Latest update: May 18, 2018
Hypersay is excited about GDPR compliance. Hypersay was originally constructed with a culture of strong data privacy and security principles that are at the heart of GDPR. Being an Education Technology company, our principles of data privacy and security are vital to our growth.
That being said, we still want to detail and justify every piece of data we collect from our users. The table below goes through each piece of data we collect and the reasons we do so.
Hypersay collects a variety of information that you provide directly to us. We process your information when necessary to provide you with the Service that you have requested when accepting our Terms of Service, or where we have obtained your prior consent, or where we have a legitimate interest to do so. For example, we may have a legitimate interest to process your information for security, testing, maintenance, and enhancement purposes of the Services we provide to you, or for analytics, research, and reporting purposes. Without your information, we cannot provide you with the Services you have requested or you may be limited in your use of the Services.
We do not collect any sensitive personal information such as health-related information, racial or ethnic origin, political opinions, religious beliefs, trade union activities, or sexual life.
Learn Forward is the “data controller” of all personal information that is collected on behalf of and used by Hypersay customers.

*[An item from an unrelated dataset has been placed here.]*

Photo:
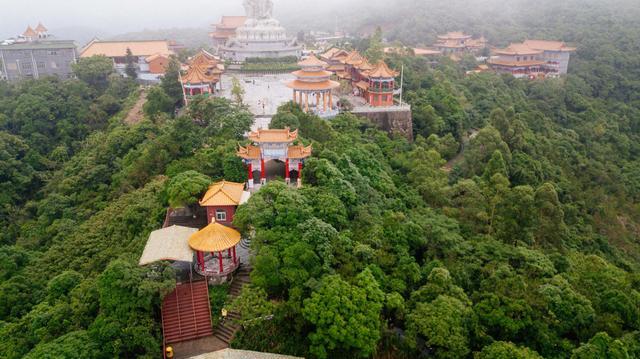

|Personal Data||Why we need it|
|Your primary e-mail address||We must know your e-mail address so that we can distinguish you from other users of the website and allow you to sign in and establish a bi-directional communications with you. This information is private and it won’t be shared or made public.|
|Secondary email addresses||Sometimes you use multiple email addresses with your social media accounts. If you have a different email address on LinkedIn or Facebook and you connect with that account, we store it so that we know it is you. If you later sign in with any of the e-mail addresses. This information is private and it won’t be shared or made public.|
|Your name and nickname||When you upload a document, you host a live session or participate in one, you become a part of a small community. This community is able to see your name and your nickname. You can change your nickname per session. Although we won’t advertise this information, others, including in some cases the general public may see your name. You can change your name at any time (although we don’t recommend using anything else besides your real name)|
|Profile picture||Our platform is aimed to make communication more effective and humans like to see each other’s faces. We show your profile picture in live sessions participants list and also to show who answered a question. This data has the same policy and nature as your name. You can change it at any time.|
|Social media unique identifiers||We need this information to allow your login with different social networks (such as Google, Facebook or Linkedin). These identifiers are stored privately and securely in our database and will not be transmitted, shared or made public at any time.|
|Browser token||This is a short password-like string of characters that we use to identify and sign you into our platform and then remember who you are when you open your browser again. This information is securely stored in your browser and deleted when you log out.|
|Your unique user ID||This is an identifier we securely store in our database and it makes possible that you can change your email address while keeping all of your data. It is not used for processing and it will not be transmitted, shared or made public at any time.|
|Login IP||We store this address to detect fraudulent login attempts. We also process this address to create anonymous statistics about the countries and cities where Hypersay is used to help us with understanding how to localise it better.|
|Login history||We store your logins history (just the date) so that we can offer you an audit trail in case you suspect somebody is using your account without your permission|
|Your Answers||We store your answers to the interactive elements (such as quizzes, open ended questions or taps on images). We share them with you and the presenter. The presenter can show them to the audience, but your answers are not publicly available, nor indexable. We might publish summarized public statistics that are not identifiable and completely anonymous (e.g. the number of answers given for a specific question, or for a specific session or for the entire Hypersay platform)|
|Answer histories||We store your answer histories (for example how your answer changes for a quiz) so that we can provide an audit trail and undo functionality. We don’t share the the data publicly or with the presenter, but we might chose to process it for totals and statistics (e.g. for a presenter we might have the option to show “on average your participants changed their mind X times for this quiz”)|
|Documents you upload|
We securely store a copy of the files you upload so that you can revisit them . We don’t make the file public and we do not and will not process the file outside the scope of Hypersay’s purposes. You would not be able to find your uploaded document by using a Google search. The only way to access documents you upload is by knowing the session code.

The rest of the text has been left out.